When I was 8 years old, my dad and I went to a live taping of The 700 Club.  It's a Christian-based television show, most well-known for its host Pat Robertson.  I had a lot of respect for him during my childhood because of his notoriety, but as I got older I paid less and less attention to him.

To this day Robertson still tapes episodes of The 700 Club at the age of 83.  Frankly I'm surprised he's still chugging along and able to keep up with the hectic demands of such a schedule, but he somehow is able to push himself.  Over the last few years he's had his share of moments where he's shown signs of losing touch with the rest of society, like when he claimed Twilight was demonic in nature.

Before I get to my point - and you may already know where this is going ultimately - I have a few words regarding his thoughts on Twilight.  First, I think Twilight is insipidly stupid and immature in nature.  I may not be part of the target audience, but when you strip away all the supernatural elements of the series, it boils down to a childish love triangle where a teenage girl manipulates two guys into falling in love with her.  It's just really, really dumb.

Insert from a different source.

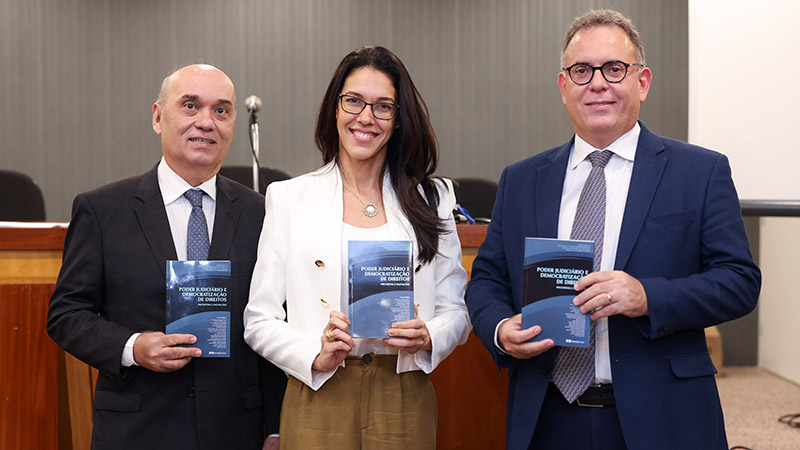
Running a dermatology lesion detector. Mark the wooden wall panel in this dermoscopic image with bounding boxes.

Anyway, just because Twilight features vampires and werewolves does not automatically translate to it being demonic, which Robertson claimed it did.  He sounded like a man who had no knowledge of what Twilight was at all except that it involved vampires and werewolves.  His position fit completely within the stereotype of Christians being out of touch with what goes on in modern media today.

As minor as those comments were, they would be dumb enough.  But no, Pat Robertson chose to open his mouth once again to another viewer question last week.  A woman found out her husband had been having an affair and asked Robertson what she should do in terms of choosing between forgiving him and taking him back, or walking away completely.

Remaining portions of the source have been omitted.